I made this as well as chocolate ganache tart and brought them on my last day of work. Many of my lovely colleagues aware of the calories intake as all of us have already being too indulgent recently. They asks which is less fattening. I was like, er.. probably similar I guess. But at the end, the lemon tart is more popular.
Despite the amount of butter used in the lemon cream (not to mention the crust), which is the reason that makes the tart so dreamy creamy, the tanginess of the lemon is so refreshing and it almost gives you an illusion that it is not fatty.
To my regret, the tart is supposed to baked in the french round tart tin, I couldn’t find it near my neighborhood so I used the flower tart tin instead.

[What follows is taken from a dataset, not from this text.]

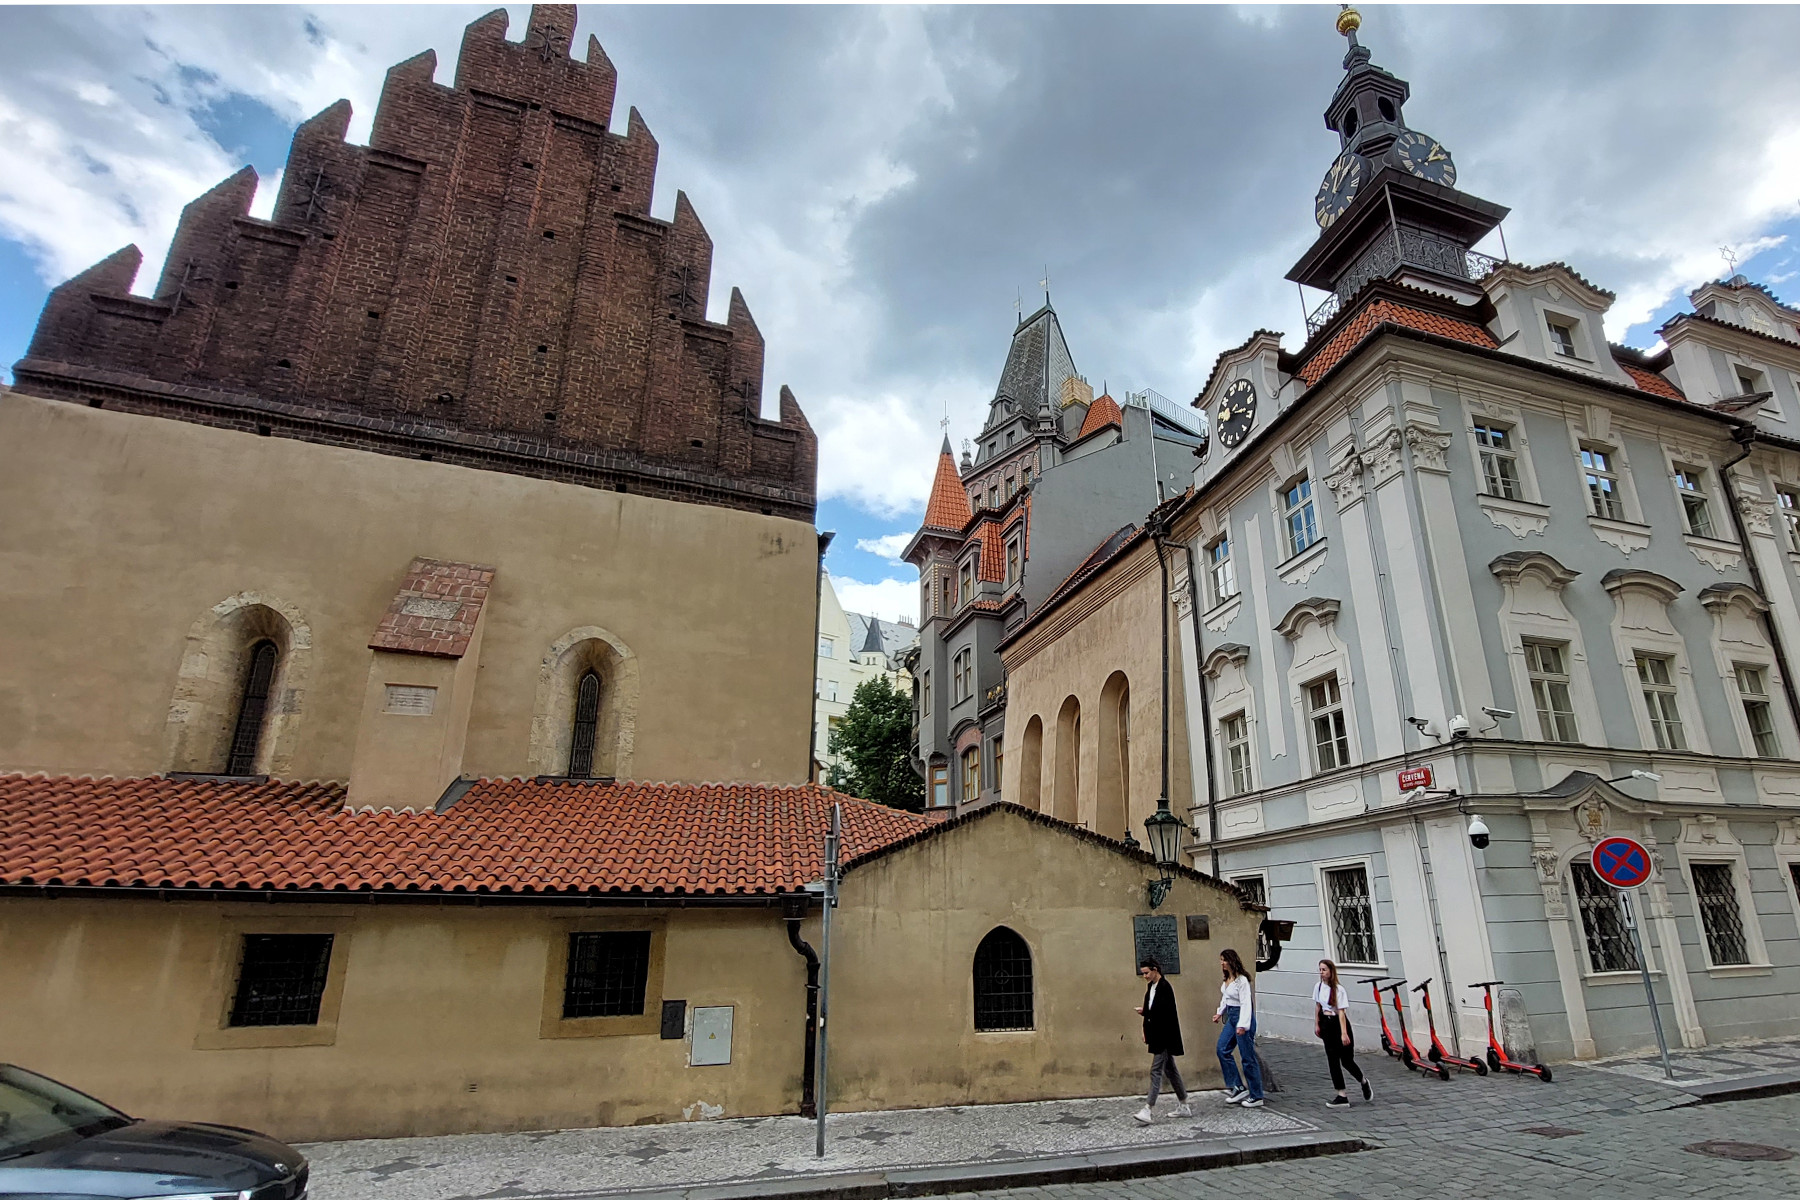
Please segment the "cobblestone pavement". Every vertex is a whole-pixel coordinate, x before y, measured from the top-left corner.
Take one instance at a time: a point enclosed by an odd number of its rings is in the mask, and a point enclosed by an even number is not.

Tart au Citron (French Lemon Tart) (Adadpted from Baking with Dorie adapted from Pierre Hermé)
1 cup sugar
finely granted zest of 3 lemons
4 large eggs
3/4 cup freshly sqeezed lemon juice (from 4-5 lemons)

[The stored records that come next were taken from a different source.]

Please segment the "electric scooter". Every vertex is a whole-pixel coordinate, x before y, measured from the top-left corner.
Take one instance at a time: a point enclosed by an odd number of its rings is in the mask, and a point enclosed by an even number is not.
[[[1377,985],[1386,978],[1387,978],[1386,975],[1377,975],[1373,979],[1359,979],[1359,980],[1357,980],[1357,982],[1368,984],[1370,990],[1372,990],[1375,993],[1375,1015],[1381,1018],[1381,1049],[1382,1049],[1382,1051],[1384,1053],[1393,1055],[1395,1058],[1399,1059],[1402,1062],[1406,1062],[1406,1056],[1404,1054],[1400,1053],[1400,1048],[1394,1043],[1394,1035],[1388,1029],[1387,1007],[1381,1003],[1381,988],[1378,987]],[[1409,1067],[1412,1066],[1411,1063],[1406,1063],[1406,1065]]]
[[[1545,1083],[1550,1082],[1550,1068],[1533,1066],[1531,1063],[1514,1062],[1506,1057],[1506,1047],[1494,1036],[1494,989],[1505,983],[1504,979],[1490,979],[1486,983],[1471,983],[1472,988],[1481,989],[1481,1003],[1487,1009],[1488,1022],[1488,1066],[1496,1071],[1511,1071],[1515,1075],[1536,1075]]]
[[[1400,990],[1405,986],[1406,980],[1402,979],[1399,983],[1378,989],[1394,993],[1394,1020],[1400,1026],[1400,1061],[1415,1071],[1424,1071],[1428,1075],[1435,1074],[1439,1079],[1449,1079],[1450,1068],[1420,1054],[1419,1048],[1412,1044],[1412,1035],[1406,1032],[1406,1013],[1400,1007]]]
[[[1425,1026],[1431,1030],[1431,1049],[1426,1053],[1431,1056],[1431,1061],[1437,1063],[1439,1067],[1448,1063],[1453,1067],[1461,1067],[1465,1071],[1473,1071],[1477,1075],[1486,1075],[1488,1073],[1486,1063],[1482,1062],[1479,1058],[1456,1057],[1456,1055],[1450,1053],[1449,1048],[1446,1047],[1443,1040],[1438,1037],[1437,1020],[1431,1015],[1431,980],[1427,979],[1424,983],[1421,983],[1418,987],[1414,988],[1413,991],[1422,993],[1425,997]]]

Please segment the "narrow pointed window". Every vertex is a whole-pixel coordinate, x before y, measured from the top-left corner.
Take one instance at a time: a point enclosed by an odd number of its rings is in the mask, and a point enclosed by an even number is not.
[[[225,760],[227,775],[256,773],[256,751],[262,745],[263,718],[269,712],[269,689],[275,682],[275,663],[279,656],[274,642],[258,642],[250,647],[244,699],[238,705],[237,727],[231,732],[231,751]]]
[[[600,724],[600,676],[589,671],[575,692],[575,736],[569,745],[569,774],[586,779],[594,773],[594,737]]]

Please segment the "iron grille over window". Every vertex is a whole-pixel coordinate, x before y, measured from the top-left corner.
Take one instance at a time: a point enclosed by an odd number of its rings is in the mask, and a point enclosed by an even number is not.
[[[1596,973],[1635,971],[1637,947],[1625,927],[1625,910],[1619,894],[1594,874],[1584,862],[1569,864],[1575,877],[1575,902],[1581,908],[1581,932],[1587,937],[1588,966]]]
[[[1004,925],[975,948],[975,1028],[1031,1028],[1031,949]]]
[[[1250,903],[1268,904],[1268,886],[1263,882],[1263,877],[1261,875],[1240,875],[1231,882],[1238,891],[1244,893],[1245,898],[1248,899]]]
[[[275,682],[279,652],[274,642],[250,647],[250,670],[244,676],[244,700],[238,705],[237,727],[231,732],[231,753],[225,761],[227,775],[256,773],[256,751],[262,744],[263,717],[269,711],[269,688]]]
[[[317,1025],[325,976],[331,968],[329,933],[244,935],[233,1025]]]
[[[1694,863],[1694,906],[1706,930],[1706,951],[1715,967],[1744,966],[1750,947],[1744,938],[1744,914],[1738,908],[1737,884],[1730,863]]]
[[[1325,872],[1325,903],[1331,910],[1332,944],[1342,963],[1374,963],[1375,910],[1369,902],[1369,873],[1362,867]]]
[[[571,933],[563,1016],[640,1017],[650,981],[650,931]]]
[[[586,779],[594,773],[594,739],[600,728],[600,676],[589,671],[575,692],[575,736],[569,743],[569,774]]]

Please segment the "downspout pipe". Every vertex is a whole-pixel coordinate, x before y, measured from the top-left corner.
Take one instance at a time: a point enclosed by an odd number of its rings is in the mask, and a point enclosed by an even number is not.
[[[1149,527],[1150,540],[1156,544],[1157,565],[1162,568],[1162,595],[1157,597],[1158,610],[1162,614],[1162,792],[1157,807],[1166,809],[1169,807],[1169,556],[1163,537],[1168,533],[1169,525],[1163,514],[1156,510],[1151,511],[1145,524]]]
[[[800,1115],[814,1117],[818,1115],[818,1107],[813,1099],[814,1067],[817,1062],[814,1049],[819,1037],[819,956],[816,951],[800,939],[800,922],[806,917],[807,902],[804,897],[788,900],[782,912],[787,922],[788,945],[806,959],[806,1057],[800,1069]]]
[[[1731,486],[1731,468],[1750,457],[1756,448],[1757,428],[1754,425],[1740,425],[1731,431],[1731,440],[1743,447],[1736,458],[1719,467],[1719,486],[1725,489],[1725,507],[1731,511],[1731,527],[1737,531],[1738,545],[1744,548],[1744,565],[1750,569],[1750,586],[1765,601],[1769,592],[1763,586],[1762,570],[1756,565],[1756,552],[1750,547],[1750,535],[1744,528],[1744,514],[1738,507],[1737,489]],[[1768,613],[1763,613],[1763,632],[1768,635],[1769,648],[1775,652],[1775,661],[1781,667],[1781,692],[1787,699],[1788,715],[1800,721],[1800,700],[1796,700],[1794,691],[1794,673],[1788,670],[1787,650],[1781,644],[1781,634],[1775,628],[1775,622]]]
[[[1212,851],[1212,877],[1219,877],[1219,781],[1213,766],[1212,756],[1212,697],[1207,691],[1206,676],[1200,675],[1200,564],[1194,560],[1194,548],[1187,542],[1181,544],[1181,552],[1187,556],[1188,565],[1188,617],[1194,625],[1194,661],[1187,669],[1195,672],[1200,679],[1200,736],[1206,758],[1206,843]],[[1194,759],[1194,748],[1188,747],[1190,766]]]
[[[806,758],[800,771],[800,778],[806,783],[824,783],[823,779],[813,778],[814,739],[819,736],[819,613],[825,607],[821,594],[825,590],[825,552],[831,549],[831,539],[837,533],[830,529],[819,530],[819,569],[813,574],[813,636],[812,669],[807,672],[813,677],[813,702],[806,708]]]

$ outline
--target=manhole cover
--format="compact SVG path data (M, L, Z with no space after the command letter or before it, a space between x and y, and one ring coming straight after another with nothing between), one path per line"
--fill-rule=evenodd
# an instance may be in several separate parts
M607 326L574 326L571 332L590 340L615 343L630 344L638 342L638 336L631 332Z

10 1/2 oz unsalted butter, at room temperture
refer to the pâte sucrée recipe
1. Getting Ready: Have an instant-read thermometer, a strainer and a blender (first choice) or food processor at hand. Bring a few inches of water to a simmer in a saucepan.
2. Put the sugar and zest in a large heatproof bowl that can be set over the pan of simmering water. Off the heat, rub the sugar and zest together between your fingers until the sugar is moist, grainy and very aromatic. Whisk in the eggs, followed by the lemon juice.
3. Set the bowl over the pan, and start stirring with the whisk as soon as the mixture feels tepid to the touch. Cook the lemon cream until it reaches 180 degrees F. As you whisk—you must whisk constantly to keep the eggs from scrambling—you’ll see that the cream will start out light and foamy, then the bubbles will get bigger, and then, as it gets closer to 180 degrees F, it will start to thicken and the whisk will leave tracks. Heads up at this point—the tracks mean the cream is almost ready. Don’t stop whisking or checking the temperature, and have patience—depending on how much heat you’re giving the cream, getting to temp can take as long as 10 minutes.
4. As soon as it reaches 180 degrees F, remove the cream from the heat and strain it into the container of the blender (or food processor); discard the zest. Let the cream stand, stirring occasionally, until it cools to 140 degrees F, about 10 minutes.
5. Turn the blender to high (or turn on the processor) and, with the machine going, add the butter about 5 pieces at a time. Scrape down the sides of the container as needed as you incorporate the butter. Once the butter is in, keep the machine going—to get the perfect light, airy texture of lemon-cream dreams, you must continue to blend the cream for another 3 minutes. If your machine protests and gets a bit too hot, work in 1-minute intervals, giving the machine a little rest between beats.
6. Pour the lemon cream into a container, press a piece of plastic wrap against the surface to create an airtight seal and refrigerate for at least 4 hours or overnight. (The cream will keep in the fridge for 4 days and, or tightly sealed, in the freezer for up to 2 months; thaw it overnight in the refrigerator.)
7. When you are ready to assemble the tart, just whisk the cream to loosen it and spoon it into the tart shell. Serve the tart, or refrigerate ‘until needed.
Serving: It’s a particular pleasure to have this tart when the cream is cold and the crust is at room temperature. A raspberry or other fruit coulis is nice, but not necessary; so is a little crème fraîche. I know it sounds odd to offer something as rich as crème fraîche with a tart like this, but it works because the lemon cream is so light and so intensely citric, it doesn’t taste or feel rich.
Storing: While you can make the lemon cream ahead, once the tart is constructed, it’s best to eat it the day it is made.